Ache had been summoned to the Colorado executive before the proposal of deputy Ope Pasquet to discuss the relationship with China, after the differences between the two leaders of Ciudadanos on this matter became evident. Pasquet, who was undersecretary of Foreign Affairs during the first presidency of Julio María Sanguinetti (1985-1990), once again raised his “concern” andn virtue of the “approaches” that have taken place between the two countries in recent timesas he put into writing in a letter published in Search in April.

Pasquet expressed his concern about the greeting that Uruguay made to the Initiative for Global Security during the telephone conversation between Foreign Minister Francisco Bustillo and his Chinese counterpart Wang Yi on May 19. Ache relativized this show of sympathy by pointing out that the chancellor had referred to the coincidence in “some passages” of that unwritten initiative with traditional positions of Uruguay in matters of foreign policy, such as the defense of multilateralism and the peaceful and dialogued solution of controversies.

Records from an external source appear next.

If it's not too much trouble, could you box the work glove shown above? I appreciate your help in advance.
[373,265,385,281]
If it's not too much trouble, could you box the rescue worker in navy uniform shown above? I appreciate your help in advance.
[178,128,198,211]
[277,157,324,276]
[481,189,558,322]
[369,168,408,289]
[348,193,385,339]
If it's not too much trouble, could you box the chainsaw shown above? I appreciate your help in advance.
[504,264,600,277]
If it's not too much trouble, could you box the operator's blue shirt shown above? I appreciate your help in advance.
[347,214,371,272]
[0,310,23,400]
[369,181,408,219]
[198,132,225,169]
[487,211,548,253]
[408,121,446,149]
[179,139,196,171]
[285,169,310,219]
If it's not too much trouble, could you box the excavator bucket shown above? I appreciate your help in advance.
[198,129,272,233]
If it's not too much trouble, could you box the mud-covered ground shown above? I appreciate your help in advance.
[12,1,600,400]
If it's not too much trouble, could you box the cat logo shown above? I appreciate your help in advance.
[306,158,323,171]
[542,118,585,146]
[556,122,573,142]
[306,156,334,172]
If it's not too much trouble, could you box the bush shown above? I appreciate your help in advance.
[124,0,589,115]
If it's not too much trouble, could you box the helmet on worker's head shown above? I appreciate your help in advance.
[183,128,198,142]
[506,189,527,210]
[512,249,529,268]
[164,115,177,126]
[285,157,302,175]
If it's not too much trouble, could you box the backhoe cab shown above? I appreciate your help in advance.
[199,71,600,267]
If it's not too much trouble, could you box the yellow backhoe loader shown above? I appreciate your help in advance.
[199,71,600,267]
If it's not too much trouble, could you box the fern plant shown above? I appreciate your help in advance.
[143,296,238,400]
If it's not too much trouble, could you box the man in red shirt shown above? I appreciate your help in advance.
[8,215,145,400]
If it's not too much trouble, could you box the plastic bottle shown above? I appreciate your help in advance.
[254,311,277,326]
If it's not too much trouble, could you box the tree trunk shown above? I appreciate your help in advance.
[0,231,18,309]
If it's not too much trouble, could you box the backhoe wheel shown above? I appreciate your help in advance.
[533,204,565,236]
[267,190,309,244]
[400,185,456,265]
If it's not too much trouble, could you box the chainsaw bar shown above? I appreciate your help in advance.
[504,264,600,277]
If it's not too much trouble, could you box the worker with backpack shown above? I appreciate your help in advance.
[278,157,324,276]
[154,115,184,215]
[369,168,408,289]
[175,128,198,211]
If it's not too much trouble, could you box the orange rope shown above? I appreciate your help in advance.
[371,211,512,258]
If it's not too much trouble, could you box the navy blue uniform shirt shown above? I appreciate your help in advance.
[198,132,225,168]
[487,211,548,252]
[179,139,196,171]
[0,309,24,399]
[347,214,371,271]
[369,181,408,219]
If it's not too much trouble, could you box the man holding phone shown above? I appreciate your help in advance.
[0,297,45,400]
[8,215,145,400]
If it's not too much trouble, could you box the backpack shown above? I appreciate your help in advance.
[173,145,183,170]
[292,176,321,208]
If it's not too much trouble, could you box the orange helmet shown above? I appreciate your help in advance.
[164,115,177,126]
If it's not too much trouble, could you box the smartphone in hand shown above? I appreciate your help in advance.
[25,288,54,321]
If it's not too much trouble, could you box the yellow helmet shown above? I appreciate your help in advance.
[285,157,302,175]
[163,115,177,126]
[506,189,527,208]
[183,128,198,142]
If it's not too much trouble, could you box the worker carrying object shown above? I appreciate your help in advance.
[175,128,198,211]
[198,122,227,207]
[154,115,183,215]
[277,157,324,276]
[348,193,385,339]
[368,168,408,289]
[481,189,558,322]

In his letter to Search he had stated his concern with the costs that could be generated for the country by being located to the east of a new iron curtain by virtue of the new global alignments. Pasquet understands that negotiating an FTA in these circumstances could be used as an element of pressure by China.

For Pasquet it can become problematic that a relationship of commercial “dependency” with China and pointed out that the current geopolitical scenario that has China and Russia in a close relationship cannot be ignored. The Colorado deputy made a particular mention of the joint declaration of the february 4 in which both presidents ratified a “friendship without limits”.

The yellow light that Pasquet turned on was not echoed by the CEN, at least with the same degree of alertness. In addition to Ache, who conveyed the government’s position on this issue, former president Julio María Sanguinetti, currently secretary general of the party body, and senator Raúl Batlle also gave their opinions.

Sanguinetti, who in his first government made the decision to establish diplomatic relations with the People’s Republic of China, called on the “prudence” based on historical experience. The former president said that “you have to be careful because there is a new cold war in the making” and he recalled that in the past the small countries had taken a position on one of the parties and then remained “trapped supporting one of the two powers“.

Meanwhile, Senator Batlle tried to give a perspective of the relationship with China. He said that the importance of the Asian giant for Uruguayan trade is decades old and it is impossible to ignore that for some time he has been buying like no one else, both to Uruguay and to its main competitors, including several allies of the United States. Although he understands that Pasquet’s concern is valid, seen from the eye of the international securityaffirmed that it is not the role of a country like Uruguay to point out alliances or claim a more critical position of the Asian power towards Russia.

For Bustillo, a new application to the Human Rights Council is “inconvenient”

At the meeting, Ache was asked if it was true that the Foreign Ministry was considering reapplying the country as a member of the United Nations Human Rights Council. The vice-chancellor ruled out that possibility, detailing that for Bustillo it was “inconvenient.”